When the yen weakens, it makes travel to the U.S. more expensive for the Japanese. The yen has fallen in value against the dollar by 12.5 percent this year.
With state visitor spending and arrivals on a record pace in 2013, it’s no surprise that hotel card transactions last quarter jumped 21.9 percent — the second-largest percentage gain of any sector. Transaction volume for hotels was $176.1 million, the most of any industry.
Those numbers portend a strong first quarter in occupancy and revenue for Hawaii hotels, which earned $328 million in room revenue for January — the highest month ever — according to the most recent data by Hospitality Advisors LLC. The average daily room rate of $231.02, up 11.3 percent from the year-earlier period, was a record for January. Statewide occupancy in January was 80.7 percent.

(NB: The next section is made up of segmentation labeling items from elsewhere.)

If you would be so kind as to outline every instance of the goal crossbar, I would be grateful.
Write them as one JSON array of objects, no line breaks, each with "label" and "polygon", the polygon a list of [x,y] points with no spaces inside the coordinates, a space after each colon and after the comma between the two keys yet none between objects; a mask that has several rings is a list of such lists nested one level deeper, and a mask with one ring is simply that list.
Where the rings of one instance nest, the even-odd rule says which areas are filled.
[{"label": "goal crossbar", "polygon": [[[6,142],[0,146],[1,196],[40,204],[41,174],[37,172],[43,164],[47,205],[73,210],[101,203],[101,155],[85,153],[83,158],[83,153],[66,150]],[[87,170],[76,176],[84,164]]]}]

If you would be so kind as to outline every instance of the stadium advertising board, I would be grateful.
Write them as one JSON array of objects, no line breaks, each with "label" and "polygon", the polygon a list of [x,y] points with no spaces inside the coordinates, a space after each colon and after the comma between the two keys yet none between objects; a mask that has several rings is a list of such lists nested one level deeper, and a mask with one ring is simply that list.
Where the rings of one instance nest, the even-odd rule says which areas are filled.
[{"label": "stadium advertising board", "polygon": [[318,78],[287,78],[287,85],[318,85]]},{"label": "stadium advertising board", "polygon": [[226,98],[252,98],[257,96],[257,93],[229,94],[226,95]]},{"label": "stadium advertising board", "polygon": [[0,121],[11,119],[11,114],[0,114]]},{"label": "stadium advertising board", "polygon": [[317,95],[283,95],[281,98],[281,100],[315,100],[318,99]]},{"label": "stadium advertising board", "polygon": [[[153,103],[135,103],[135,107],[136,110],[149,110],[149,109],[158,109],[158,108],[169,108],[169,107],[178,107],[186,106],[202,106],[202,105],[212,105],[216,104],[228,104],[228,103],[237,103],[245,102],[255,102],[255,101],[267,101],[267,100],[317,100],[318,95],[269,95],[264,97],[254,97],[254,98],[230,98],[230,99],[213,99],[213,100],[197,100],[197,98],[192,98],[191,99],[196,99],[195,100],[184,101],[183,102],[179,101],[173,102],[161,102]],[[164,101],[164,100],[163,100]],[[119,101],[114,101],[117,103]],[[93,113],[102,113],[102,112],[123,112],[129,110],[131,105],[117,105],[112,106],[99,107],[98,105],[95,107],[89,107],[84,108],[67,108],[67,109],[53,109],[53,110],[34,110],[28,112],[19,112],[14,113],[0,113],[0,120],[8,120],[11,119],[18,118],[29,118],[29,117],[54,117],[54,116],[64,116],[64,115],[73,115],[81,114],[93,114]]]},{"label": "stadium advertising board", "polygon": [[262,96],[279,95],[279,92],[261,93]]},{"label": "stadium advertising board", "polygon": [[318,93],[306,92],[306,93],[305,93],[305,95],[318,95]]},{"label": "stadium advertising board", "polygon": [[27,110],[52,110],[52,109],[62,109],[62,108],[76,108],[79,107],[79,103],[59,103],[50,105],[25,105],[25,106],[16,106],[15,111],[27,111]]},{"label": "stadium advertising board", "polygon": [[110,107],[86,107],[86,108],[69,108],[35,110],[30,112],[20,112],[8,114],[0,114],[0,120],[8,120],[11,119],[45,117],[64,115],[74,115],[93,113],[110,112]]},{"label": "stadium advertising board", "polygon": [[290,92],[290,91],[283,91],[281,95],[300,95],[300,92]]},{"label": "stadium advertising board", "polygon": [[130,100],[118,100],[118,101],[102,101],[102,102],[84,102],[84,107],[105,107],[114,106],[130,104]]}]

"The hotel segment is doing extremely well," Harrison said. "I think it’s two factors, specifically increases in (room) rates and strong occupancy. Going together, that’s really made a strong showing."
Restaurant card transactions — another barometer of economic growth —gained 6.6 percent in the first three months of this year.
"Hotels always focus on tourists; restaurants is a mix of tourists and local spending," Harrison said in explaining why the percentage increase in restaurant transactions didn’t come close to the gains realized by the hotels. "What you don’t have with restaurants is you don’t have the same occupancy push and rate push you can get with a hotel. Restaurants don’t raise their prices as demand ebbs and flows as hotels do. The cost of food doesn’t change that much."
Shipping, which includes land and sea, had the highest percentage gain in the first quarter at 26.9 percent, but that came from a relatively low transaction volume of $15.7 million.